I'm also curious to know if it's possible to generalize this theorem this way:
Prove that the equation [itex]x^k \equiv 1 (mod n)[/itex] has exactly k solutions if [itex]k|\varphi(n)[/itex] where [itex]\varphi(n)[/itex] indicates the Euler's totient function.
Homework Equations
The Attempt at a Solution
Well, this is what I've done so far, but at some point I couldn't progressed any futher:
Consider the polynomial xk-1. By a theorem we know that this polynomial would have k solutions at the maximum because its degree is k. Now, since k|p-1, there exists an integer number t such that: kt=p-1. we'll have:
[itex] x^{p-1} - 1 = x^{kt} -1 = (x^k - 1)(x^{k(t-1)} + x^{k(t-2)} + ... + x^k + 1)[/itex]

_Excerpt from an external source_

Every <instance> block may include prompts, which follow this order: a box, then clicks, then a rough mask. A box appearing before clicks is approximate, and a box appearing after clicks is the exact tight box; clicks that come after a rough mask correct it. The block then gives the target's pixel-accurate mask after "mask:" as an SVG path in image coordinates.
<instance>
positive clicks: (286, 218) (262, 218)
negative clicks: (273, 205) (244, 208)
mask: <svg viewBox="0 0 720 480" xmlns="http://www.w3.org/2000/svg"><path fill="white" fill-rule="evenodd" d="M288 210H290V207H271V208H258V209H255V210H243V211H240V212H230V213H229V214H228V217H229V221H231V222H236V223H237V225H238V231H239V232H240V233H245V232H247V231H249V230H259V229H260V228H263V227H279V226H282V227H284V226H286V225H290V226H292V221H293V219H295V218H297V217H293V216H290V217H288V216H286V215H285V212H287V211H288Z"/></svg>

well, since p is a prime number, by Euler's theorem (or Fermat's little theorem to be more precise) we know that [itex] x^{p-1} - 1 \equiv 0 (mod p)[/itex] would have exactly p-1 solutions (since all the numbers from 1 to p-1 would be prime relative to p).
now we'll have:
[itex] x^{p-1} - 1 \equiv 0 (mod p)[/itex]
[itex] x^{kt} -1 = (x^k - 1)(x^{k(t-1)} + x^{k(t-2)} + ... + x^k + 1) \equiv 0 (mod p)[/itex]
[itex] p | (x^k - 1)(x^{k(t-1)} + x^{k(t-2)} + ... + x^k + 1) [/itex]
since p is prime, p divides [itex]x^k -1[/itex] or [itex]x^{k(t-1)} + x^{k(t-2)} + ... + x^k + 1[/itex], therefore:
[itex] x^k - 1 \equiv 0 (mod p)[/itex]
[itex] x^{k(t-1)} + x^{k(t-2)} + ... + x^k + 1 \equiv 0 (mod p)[/itex]
Now this is where I'm stuck. I don't know how to go further. I'm not sure if what I've done is useful to conclude anything either.
Any helps would be appreciated.